Rabu, 16 Maret 2005 | 16:33 WIB

TEMPO Interaktif, Jakarta:Pemerintah Kabupaten Tangerang, diwakili Dinas Kebersihan dan Pertamanan, akan melayangkan surat protes kepada PLN Distribusi Jakarta Raya dan Tangerang. Pasalnya, tagihan listrik untuk penerangan jalan umum (PJU) akhir-akhir ini membengkak menjadi sekitar Rp 1,7 miliar per bulan. Padahal, tagihan listrik biasanya tak sampai melebihi Rp 1 miliar. "Kami akan meminta klarifikasi," kata Kepala Dinas Kebersihan dan Pertamanan, Miftahul Ilmi, kemarin.

Menurut Miftahul, pembengkakan kewajiban pembayaran rekening listrik itu mengandung banyak kejanggalan. Pasalnya, akhir-akhir ini makin banyak jumlah titik lampu jalan umum yang tidak berfungsi. "Sedikitnya 25 persen lampu mati."

Karena banyak lampu jalan yang mati, menurut Miftahul, tagihan listrik mestinya berkurang. "Ini malah membesar." Miftahul menduga, petugas PLN asal main tembak ketika menghitung meteran lampu jalan.

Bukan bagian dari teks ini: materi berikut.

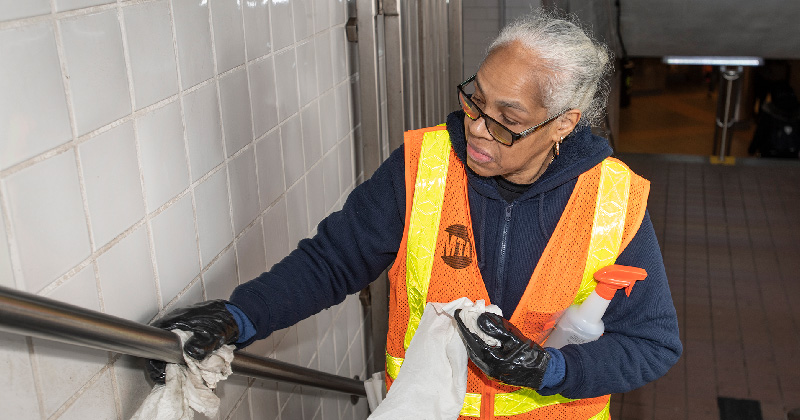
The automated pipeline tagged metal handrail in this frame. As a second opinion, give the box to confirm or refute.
[0,286,366,397]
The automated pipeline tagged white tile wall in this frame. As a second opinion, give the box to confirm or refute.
[296,39,319,106]
[152,195,200,304]
[114,356,150,419]
[219,68,253,156]
[194,169,233,266]
[264,199,293,268]
[0,23,72,169]
[249,56,279,137]
[203,247,239,299]
[4,150,91,292]
[281,115,305,187]
[286,176,309,246]
[78,122,145,247]
[97,226,158,322]
[124,0,178,108]
[244,1,272,60]
[228,147,261,235]
[300,101,322,169]
[256,130,286,210]
[136,102,189,211]
[59,371,117,420]
[0,0,50,22]
[269,1,294,51]
[0,208,14,287]
[171,0,214,89]
[209,1,244,73]
[275,49,300,121]
[236,218,267,283]
[0,0,365,420]
[55,0,113,12]
[59,10,131,134]
[183,84,225,180]
[0,332,41,419]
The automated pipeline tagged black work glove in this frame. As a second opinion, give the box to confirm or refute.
[455,309,550,389]
[146,300,239,384]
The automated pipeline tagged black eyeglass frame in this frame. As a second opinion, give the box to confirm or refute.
[456,73,571,147]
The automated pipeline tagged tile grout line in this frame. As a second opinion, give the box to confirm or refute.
[170,1,206,307]
[206,3,241,292]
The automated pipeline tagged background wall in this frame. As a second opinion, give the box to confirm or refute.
[0,0,366,420]
[620,0,800,59]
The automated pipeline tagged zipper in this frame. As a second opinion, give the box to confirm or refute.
[492,203,514,306]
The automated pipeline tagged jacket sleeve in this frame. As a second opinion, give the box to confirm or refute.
[230,146,405,347]
[540,212,683,398]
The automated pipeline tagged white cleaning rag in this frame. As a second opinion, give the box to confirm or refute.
[369,297,502,420]
[131,330,235,420]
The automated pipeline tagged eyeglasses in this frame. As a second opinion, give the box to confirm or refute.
[456,74,569,146]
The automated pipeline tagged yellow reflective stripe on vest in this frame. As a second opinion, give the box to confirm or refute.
[386,352,403,379]
[403,130,450,348]
[394,130,630,420]
[461,388,577,417]
[573,159,631,304]
[459,388,611,420]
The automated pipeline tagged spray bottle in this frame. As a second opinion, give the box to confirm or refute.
[544,264,647,348]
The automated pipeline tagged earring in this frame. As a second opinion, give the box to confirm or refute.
[553,137,564,159]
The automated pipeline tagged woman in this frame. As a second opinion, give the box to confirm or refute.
[148,9,681,419]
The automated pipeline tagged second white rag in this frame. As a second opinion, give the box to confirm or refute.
[131,330,235,420]
[369,297,502,420]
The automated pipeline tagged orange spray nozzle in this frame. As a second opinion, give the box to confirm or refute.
[594,264,647,300]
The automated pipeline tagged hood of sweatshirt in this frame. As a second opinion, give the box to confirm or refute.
[447,110,613,201]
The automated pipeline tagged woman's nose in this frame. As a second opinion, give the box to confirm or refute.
[468,114,492,138]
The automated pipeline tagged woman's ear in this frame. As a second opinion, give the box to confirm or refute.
[556,109,581,138]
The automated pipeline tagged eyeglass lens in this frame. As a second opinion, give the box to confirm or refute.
[458,92,513,145]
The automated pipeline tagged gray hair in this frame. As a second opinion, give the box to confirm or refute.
[487,10,613,125]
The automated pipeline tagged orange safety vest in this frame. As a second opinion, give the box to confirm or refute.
[386,126,649,419]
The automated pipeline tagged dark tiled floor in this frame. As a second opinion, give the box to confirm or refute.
[612,154,800,420]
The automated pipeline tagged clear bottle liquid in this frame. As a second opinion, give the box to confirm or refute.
[544,265,647,349]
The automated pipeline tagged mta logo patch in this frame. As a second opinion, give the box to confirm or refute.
[442,225,474,270]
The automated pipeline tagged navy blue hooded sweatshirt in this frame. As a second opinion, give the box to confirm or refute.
[230,111,682,398]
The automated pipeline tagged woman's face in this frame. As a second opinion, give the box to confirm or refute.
[464,43,580,184]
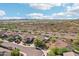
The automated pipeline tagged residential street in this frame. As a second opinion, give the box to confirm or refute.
[2,42,43,56]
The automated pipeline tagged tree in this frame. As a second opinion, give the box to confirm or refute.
[7,35,15,42]
[34,39,45,47]
[11,48,20,56]
[0,39,3,45]
[49,36,57,42]
[48,47,69,56]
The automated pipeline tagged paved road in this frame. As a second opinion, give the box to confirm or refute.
[2,42,43,56]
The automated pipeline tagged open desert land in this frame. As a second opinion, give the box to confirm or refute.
[0,20,79,56]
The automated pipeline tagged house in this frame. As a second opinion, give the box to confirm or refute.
[23,35,35,43]
[63,52,75,56]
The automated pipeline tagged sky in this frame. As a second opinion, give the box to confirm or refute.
[0,3,79,19]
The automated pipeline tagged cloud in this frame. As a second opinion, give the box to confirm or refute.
[29,3,61,10]
[26,13,53,19]
[0,10,6,16]
[0,17,25,20]
[28,3,79,19]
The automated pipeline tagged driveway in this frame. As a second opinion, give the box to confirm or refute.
[1,42,43,56]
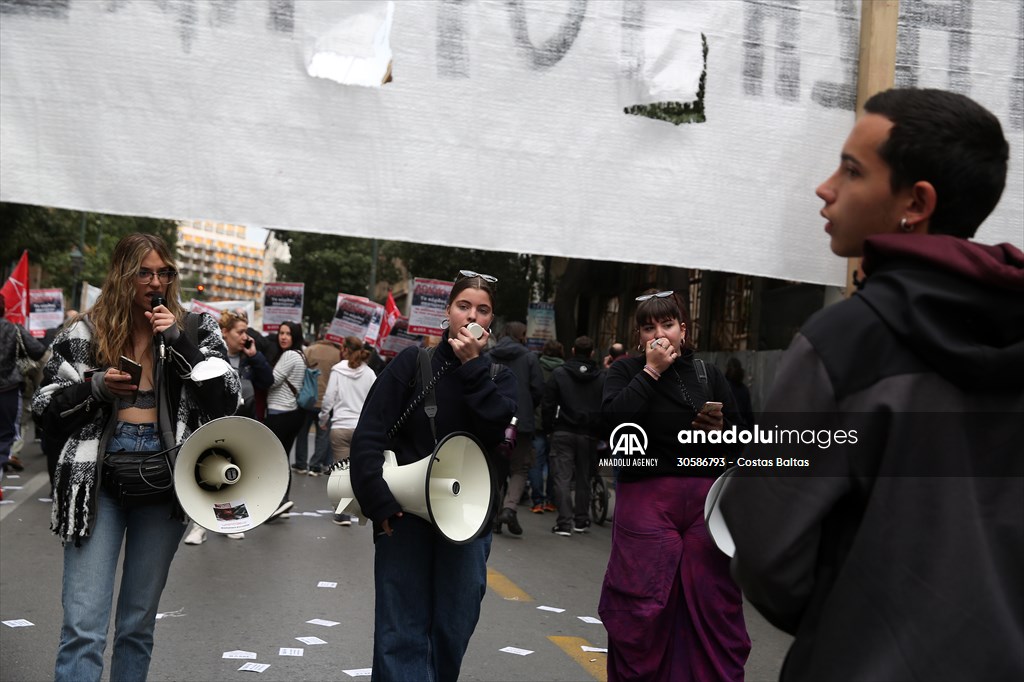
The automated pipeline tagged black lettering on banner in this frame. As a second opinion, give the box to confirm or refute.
[811,0,860,112]
[622,0,646,80]
[896,0,974,95]
[1010,2,1024,130]
[508,0,587,71]
[266,0,295,33]
[437,0,469,78]
[0,0,71,18]
[743,0,800,101]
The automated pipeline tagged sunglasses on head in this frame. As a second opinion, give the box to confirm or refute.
[456,270,498,284]
[637,291,676,302]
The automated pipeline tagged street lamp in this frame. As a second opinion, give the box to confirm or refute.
[71,246,85,308]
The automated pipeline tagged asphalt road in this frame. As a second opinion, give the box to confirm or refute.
[0,432,790,682]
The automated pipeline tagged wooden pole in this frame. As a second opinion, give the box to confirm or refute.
[846,0,899,297]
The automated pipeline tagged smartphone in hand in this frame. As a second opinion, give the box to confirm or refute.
[118,355,142,403]
[700,400,722,415]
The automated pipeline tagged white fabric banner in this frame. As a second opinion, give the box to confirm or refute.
[0,0,1024,284]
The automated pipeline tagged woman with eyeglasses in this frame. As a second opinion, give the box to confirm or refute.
[598,291,751,681]
[351,270,516,682]
[33,233,239,682]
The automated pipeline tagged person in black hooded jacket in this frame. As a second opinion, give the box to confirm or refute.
[488,322,544,536]
[722,88,1024,682]
[541,336,604,536]
[351,270,516,682]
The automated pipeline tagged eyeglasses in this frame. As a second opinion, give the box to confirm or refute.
[456,270,498,284]
[637,291,676,301]
[136,267,178,284]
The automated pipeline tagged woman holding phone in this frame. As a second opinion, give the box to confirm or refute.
[351,270,516,682]
[598,291,751,681]
[33,233,239,682]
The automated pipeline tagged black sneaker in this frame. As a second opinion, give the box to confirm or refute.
[498,508,522,536]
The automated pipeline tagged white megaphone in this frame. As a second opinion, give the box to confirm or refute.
[174,417,288,532]
[327,432,494,545]
[705,467,736,558]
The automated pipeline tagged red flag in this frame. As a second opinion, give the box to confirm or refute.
[0,251,29,328]
[377,292,401,339]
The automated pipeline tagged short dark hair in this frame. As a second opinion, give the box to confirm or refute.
[572,336,594,359]
[278,319,306,350]
[635,289,693,348]
[864,88,1010,239]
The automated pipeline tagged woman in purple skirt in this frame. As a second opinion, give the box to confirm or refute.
[599,291,751,682]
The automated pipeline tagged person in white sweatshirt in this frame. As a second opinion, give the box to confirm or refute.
[319,336,377,525]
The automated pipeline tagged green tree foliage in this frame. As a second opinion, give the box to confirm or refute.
[274,229,396,327]
[387,242,537,322]
[0,203,177,296]
[623,33,708,126]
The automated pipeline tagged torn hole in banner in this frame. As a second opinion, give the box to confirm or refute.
[620,27,708,125]
[305,0,394,88]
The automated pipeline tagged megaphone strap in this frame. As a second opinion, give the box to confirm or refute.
[387,348,454,444]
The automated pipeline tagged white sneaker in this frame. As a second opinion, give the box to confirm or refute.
[266,500,295,521]
[185,521,206,545]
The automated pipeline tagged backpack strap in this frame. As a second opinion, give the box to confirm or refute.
[185,312,200,346]
[693,357,708,386]
[387,348,452,443]
[416,348,437,445]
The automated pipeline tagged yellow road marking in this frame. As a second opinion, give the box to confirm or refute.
[487,566,534,601]
[548,636,608,682]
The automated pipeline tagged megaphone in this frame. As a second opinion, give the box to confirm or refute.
[327,432,494,545]
[174,417,288,532]
[705,467,736,558]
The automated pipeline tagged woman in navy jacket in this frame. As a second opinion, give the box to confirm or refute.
[351,270,516,681]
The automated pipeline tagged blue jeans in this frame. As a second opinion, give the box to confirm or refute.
[373,514,490,682]
[529,433,555,506]
[53,422,185,682]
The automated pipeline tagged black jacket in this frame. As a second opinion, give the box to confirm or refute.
[601,349,738,480]
[488,336,544,433]
[351,333,516,524]
[541,357,604,436]
[722,235,1024,681]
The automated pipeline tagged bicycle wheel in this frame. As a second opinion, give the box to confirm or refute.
[590,475,608,525]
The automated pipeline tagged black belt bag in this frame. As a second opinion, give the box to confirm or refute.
[102,451,174,507]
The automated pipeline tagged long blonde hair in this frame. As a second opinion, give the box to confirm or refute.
[88,232,184,367]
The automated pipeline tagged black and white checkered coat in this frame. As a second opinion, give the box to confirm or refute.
[32,314,240,543]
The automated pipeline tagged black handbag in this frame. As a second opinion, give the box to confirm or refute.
[101,451,174,507]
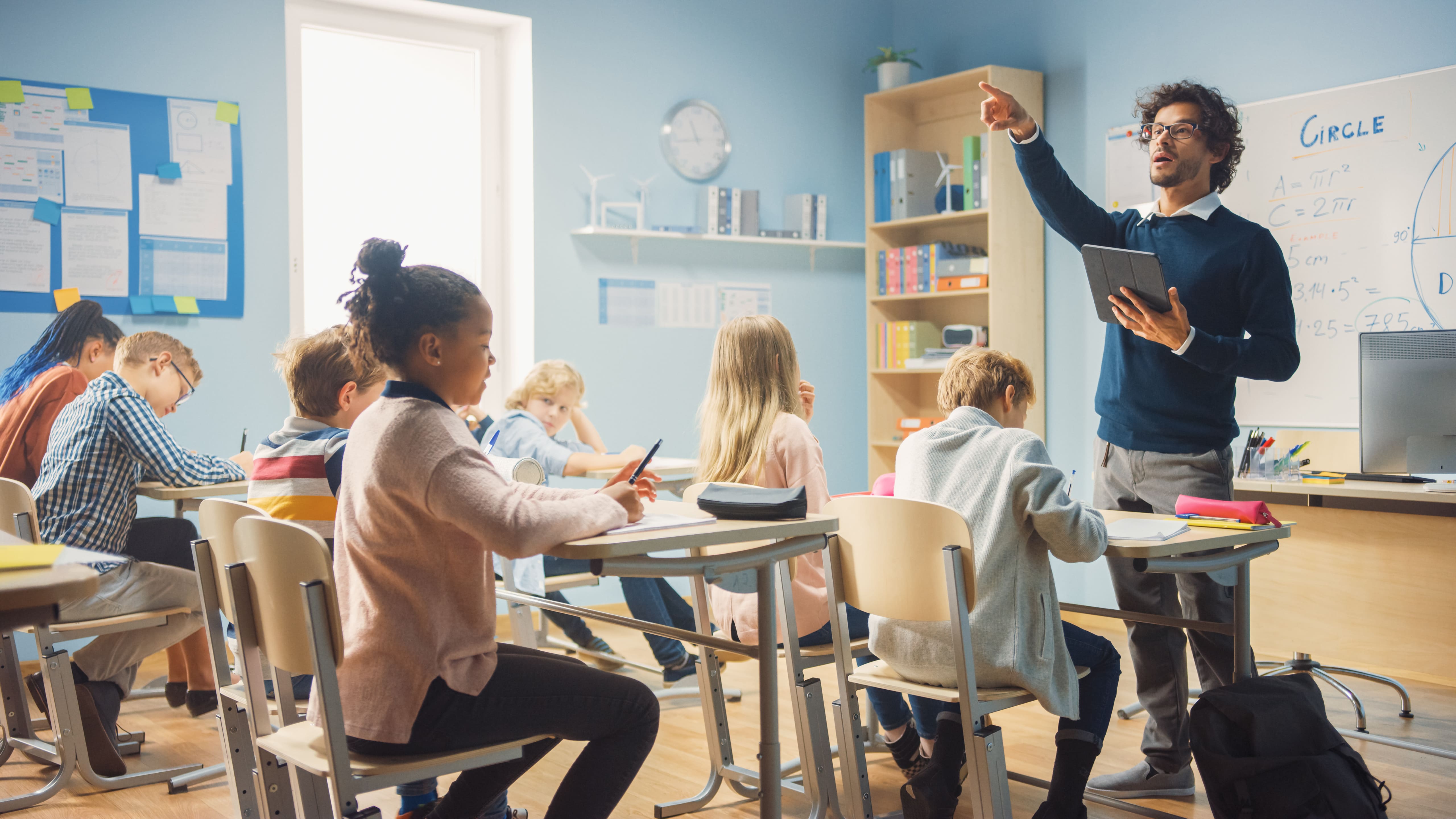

Dedi Muhidin, Asisten Manajer Komersial, PLN Distribusi Jakarta Raya dan Tangerang Area Pelayanan Cikokol, mengatakan, tagihan sebesar Rp 1,7 miliar masih dianggap wajar untuk PJU. Menurutnya, tagihan rekening PJU di kota-kota besar seperti Jakarta dan Tangerang memang besar. "Jakarta saja sampai Rp 8 miliar," kata dia.

Menurut Dedi, pada penghitungan rekening listrik untuk penerangan jalan kecil kemungkinan terjadinya kesalahan. Pasalnya, untuk pelanggan besar seperti instansi pemerintah dan industri, penghitungan meter listrik dilakukan dengan sistem automatic meter reading melalui jaringan GSM.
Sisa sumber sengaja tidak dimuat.